My question is whether it has any effect or significance, and I am a bit confused that you wouldn't want to do something that demonstates that you aren't one of those people who just don't care and can't be bothered to vote.

And I think I have given some solid reasons why mandatory voting would help some people who are now intimidated or prevented from voting (and I don't care how many of them want to vote for Harper).

Because I fail to see the difference between your position and that of our Prime Minister, who just cut the mandatory long form census because of people who don't like the imposition on their freedoms. 

And I fail to see how it is different from religious fundamentalists who call social insurance numbers the mark of the beast. 

You think voting is lending legitimacy to a broken system and that enforcing the act of going to a polling station is bowing to totalitarianism? I presume you bend that rule a bit when you file your taxes every year, when you got your health card, and your SIN, and when you filled out the census this spring.

Uncle John

The reason most people don't vote is because the system is rigged against them, and they have no dog in the fight.

6079_Smith_W

Uncle John wrote:

The reason most people don't vote is because the system is rigged against them, and they have no dog in the fight.

Really? 

Well you could be right, though perhaps not in the way you think, and I doubt they are all pining for revolution. Maybe we'd have a rush to the polls if Justin Bieber were ever on the ballot.

6079_Smith_W

 

and NS

I know there was one person prosecuted here in Saskatoon for not filling out the census last time (because it was contracted to a U.S. company, and subject to their laws) but somehow I don't see the great breakdown of enforcement you predict, nor do I really think it is even necessary. If you still don't want to vote I really don't care. Where it would make a difference for me is the people I mentioned who I think feel intimidated by the system (I know there are means to help those who are illiterate, but do many know what they are enough to even ask?). 

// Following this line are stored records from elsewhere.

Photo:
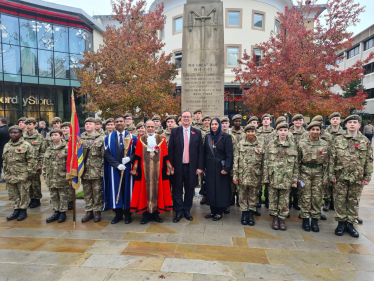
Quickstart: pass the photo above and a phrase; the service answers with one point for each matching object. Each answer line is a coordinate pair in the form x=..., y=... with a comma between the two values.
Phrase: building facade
x=41, y=45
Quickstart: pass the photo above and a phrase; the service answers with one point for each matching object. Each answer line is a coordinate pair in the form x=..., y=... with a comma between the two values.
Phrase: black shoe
x=188, y=216
x=54, y=217
x=22, y=215
x=177, y=218
x=314, y=225
x=251, y=220
x=128, y=219
x=340, y=229
x=244, y=219
x=352, y=231
x=306, y=225
x=62, y=217
x=14, y=215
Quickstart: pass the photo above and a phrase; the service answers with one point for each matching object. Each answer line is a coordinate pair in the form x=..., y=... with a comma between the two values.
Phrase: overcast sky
x=103, y=7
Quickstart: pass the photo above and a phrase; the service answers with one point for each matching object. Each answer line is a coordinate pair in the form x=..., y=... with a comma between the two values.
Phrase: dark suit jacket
x=175, y=149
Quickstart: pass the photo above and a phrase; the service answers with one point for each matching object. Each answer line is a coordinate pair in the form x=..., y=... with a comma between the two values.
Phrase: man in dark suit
x=4, y=138
x=188, y=162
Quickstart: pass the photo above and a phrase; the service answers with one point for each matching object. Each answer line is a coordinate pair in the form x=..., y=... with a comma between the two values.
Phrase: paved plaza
x=198, y=250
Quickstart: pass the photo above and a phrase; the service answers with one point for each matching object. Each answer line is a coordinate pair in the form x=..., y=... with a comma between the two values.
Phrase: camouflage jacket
x=280, y=164
x=18, y=161
x=37, y=142
x=351, y=159
x=54, y=166
x=93, y=153
x=297, y=134
x=248, y=162
x=334, y=134
x=313, y=155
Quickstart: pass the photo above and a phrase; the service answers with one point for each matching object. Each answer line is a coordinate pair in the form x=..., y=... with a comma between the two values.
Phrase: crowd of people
x=149, y=170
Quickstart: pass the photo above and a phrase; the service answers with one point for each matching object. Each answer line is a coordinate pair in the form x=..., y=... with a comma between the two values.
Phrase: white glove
x=125, y=160
x=121, y=167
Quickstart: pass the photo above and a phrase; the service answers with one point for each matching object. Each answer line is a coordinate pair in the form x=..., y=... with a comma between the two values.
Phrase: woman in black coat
x=218, y=158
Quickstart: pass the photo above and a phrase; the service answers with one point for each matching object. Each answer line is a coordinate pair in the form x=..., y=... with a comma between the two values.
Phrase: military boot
x=14, y=215
x=315, y=227
x=352, y=231
x=22, y=215
x=54, y=217
x=340, y=229
x=244, y=219
x=62, y=217
x=89, y=216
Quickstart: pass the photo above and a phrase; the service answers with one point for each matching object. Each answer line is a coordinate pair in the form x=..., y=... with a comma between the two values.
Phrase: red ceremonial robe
x=151, y=170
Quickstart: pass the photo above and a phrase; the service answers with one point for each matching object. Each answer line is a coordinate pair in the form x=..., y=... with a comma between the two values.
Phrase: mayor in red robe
x=151, y=194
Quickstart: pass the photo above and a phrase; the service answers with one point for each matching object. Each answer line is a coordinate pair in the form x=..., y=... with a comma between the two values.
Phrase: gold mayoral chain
x=153, y=149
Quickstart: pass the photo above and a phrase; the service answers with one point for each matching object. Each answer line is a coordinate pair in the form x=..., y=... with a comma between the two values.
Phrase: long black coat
x=217, y=185
x=175, y=150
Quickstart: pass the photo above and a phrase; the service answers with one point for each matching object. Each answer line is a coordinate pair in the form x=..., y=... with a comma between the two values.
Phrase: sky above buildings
x=103, y=7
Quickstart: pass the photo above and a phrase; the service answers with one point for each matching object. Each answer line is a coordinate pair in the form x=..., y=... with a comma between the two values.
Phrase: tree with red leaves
x=298, y=66
x=130, y=73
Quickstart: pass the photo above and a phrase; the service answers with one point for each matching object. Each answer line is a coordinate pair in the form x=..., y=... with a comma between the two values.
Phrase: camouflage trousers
x=59, y=198
x=19, y=194
x=36, y=186
x=93, y=194
x=278, y=202
x=248, y=197
x=346, y=200
x=310, y=196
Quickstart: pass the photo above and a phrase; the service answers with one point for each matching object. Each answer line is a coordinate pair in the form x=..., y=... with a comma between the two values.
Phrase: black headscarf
x=212, y=135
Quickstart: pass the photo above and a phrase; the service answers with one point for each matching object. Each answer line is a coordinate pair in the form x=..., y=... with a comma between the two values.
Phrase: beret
x=297, y=116
x=313, y=124
x=237, y=116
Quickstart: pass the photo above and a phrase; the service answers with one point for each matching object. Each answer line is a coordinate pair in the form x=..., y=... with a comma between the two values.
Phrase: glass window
x=77, y=40
x=61, y=65
x=258, y=20
x=178, y=24
x=276, y=27
x=11, y=59
x=178, y=58
x=233, y=18
x=29, y=61
x=61, y=38
x=45, y=36
x=28, y=29
x=232, y=56
x=9, y=29
x=45, y=64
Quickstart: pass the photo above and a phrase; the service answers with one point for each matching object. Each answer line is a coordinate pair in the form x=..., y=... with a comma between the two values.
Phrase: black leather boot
x=14, y=215
x=54, y=217
x=341, y=228
x=306, y=225
x=314, y=225
x=352, y=231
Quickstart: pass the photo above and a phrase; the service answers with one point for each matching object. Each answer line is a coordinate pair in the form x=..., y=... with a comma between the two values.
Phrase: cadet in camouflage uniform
x=247, y=172
x=334, y=130
x=19, y=166
x=37, y=142
x=54, y=173
x=129, y=124
x=197, y=122
x=92, y=178
x=351, y=166
x=157, y=120
x=65, y=128
x=281, y=172
x=313, y=160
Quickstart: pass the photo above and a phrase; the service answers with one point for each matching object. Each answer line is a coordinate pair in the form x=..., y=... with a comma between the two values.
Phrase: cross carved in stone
x=202, y=18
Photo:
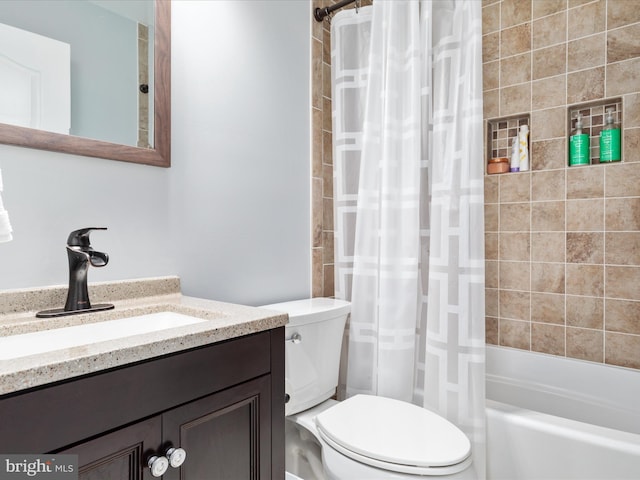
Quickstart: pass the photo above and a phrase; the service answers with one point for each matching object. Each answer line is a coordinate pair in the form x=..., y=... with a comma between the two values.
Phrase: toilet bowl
x=363, y=437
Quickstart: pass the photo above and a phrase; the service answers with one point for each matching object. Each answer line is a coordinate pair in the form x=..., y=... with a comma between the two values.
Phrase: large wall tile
x=514, y=217
x=516, y=69
x=585, y=344
x=515, y=304
x=622, y=43
x=550, y=61
x=623, y=282
x=549, y=123
x=619, y=13
x=515, y=334
x=548, y=154
x=548, y=185
x=516, y=99
x=622, y=214
x=515, y=276
x=549, y=92
x=515, y=40
x=547, y=338
x=622, y=180
x=622, y=248
x=585, y=85
x=622, y=77
x=586, y=280
x=547, y=308
x=565, y=253
x=587, y=19
x=585, y=247
x=586, y=52
x=542, y=8
x=514, y=12
x=515, y=246
x=547, y=277
x=622, y=349
x=585, y=182
x=585, y=312
x=623, y=316
x=548, y=247
x=585, y=215
x=515, y=188
x=550, y=30
x=547, y=216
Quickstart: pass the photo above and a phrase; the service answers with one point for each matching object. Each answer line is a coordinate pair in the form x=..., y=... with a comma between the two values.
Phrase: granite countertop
x=131, y=298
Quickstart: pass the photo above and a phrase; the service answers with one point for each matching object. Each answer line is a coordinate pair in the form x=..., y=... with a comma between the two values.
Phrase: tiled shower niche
x=593, y=121
x=500, y=132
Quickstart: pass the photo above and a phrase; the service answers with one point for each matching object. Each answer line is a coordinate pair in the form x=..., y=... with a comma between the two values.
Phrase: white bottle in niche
x=523, y=141
x=515, y=155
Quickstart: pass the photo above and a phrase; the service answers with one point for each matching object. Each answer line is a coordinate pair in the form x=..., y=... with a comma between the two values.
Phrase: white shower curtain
x=408, y=200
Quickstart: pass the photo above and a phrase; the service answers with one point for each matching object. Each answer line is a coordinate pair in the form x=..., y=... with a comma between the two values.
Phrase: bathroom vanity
x=214, y=389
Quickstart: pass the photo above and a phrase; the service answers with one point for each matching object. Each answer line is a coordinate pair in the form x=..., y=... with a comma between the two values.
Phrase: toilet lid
x=393, y=432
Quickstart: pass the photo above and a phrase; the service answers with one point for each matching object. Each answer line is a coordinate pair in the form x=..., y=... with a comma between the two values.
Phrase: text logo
x=49, y=467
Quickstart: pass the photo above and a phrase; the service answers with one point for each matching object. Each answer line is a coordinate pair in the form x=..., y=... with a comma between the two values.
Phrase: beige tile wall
x=322, y=155
x=563, y=244
x=322, y=161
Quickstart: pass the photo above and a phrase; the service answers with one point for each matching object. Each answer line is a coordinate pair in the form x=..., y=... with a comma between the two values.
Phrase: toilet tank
x=313, y=339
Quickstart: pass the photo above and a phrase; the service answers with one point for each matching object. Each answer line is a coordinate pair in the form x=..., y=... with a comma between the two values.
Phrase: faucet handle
x=80, y=238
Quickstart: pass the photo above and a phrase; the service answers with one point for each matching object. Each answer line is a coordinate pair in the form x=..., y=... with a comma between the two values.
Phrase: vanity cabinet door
x=120, y=455
x=226, y=435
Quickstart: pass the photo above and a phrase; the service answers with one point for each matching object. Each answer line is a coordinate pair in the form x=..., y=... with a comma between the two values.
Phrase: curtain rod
x=320, y=13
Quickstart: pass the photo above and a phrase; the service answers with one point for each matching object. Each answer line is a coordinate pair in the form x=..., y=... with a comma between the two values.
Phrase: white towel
x=5, y=225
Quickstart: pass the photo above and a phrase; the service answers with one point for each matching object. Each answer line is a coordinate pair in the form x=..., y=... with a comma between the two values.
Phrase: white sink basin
x=16, y=346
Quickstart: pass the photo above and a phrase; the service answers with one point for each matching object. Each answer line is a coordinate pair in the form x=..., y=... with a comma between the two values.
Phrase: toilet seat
x=394, y=435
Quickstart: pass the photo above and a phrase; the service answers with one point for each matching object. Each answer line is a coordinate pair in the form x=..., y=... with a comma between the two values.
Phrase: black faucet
x=81, y=255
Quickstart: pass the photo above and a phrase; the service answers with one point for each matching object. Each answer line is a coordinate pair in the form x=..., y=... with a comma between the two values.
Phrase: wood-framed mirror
x=160, y=152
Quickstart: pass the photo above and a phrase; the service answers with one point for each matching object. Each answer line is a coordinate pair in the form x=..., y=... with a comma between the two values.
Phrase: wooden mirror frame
x=159, y=156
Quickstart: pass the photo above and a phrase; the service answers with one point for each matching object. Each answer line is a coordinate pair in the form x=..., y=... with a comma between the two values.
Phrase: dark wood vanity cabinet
x=223, y=404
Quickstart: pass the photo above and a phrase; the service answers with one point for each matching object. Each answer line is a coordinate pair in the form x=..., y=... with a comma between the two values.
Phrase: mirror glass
x=86, y=76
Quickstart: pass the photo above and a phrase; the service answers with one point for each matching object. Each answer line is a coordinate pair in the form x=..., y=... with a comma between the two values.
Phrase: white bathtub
x=554, y=418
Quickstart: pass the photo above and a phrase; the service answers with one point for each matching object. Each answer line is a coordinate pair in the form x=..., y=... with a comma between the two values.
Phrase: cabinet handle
x=158, y=465
x=176, y=457
x=295, y=338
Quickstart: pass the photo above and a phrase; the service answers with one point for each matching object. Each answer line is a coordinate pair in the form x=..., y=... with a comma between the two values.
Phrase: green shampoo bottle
x=610, y=140
x=579, y=145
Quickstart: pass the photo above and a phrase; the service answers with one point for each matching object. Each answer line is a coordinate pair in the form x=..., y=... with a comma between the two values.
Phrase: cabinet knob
x=158, y=465
x=295, y=338
x=176, y=457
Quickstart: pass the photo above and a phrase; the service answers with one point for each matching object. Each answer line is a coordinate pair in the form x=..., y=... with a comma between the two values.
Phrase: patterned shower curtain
x=408, y=200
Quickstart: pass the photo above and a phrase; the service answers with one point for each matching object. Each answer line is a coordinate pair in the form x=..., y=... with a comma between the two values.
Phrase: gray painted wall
x=232, y=216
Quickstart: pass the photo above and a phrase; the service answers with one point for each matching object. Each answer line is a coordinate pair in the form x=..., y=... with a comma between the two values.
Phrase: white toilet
x=364, y=437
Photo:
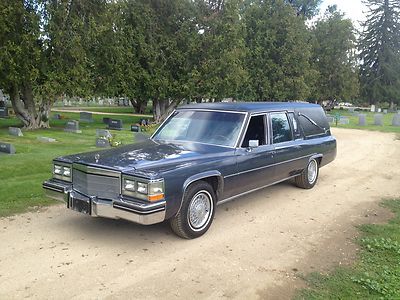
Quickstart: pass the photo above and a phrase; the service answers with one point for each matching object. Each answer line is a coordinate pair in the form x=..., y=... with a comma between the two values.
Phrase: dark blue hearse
x=201, y=156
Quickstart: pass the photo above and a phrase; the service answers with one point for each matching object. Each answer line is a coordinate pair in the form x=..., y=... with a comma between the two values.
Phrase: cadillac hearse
x=201, y=156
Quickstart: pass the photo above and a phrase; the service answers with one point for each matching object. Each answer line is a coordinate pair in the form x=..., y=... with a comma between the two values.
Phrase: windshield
x=210, y=127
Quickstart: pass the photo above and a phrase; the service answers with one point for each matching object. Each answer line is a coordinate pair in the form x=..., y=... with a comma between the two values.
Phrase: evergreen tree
x=380, y=52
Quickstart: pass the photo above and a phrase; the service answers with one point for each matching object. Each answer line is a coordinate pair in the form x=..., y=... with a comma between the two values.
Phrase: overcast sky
x=353, y=9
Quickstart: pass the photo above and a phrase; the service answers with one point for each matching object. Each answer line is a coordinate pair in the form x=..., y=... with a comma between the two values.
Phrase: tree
x=305, y=8
x=380, y=52
x=278, y=52
x=334, y=57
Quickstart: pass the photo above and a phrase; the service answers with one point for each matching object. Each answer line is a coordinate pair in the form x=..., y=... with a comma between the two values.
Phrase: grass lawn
x=376, y=274
x=22, y=174
x=353, y=117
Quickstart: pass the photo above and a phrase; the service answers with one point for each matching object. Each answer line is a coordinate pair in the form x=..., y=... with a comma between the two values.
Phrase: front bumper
x=134, y=211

Mandatory voting is a way of letting them know they can not be turned away, and if it gives a little kick in the pants to those who have never learned to vote that is not such a bad thing either, IMO.

So I'm not too worried about Harper filling his megaprisons with the anti-suffrage throngs, and neither am I too worried that there will be no opportunity for them to protest or let everyone know how much they disagree with our evil voting system,

In short, no need to buy a new fleet of Black Marias. You'd be surprised how many people pay attention and actually do something when you simply say it is mandatory - like shovelling the snow in front of your house.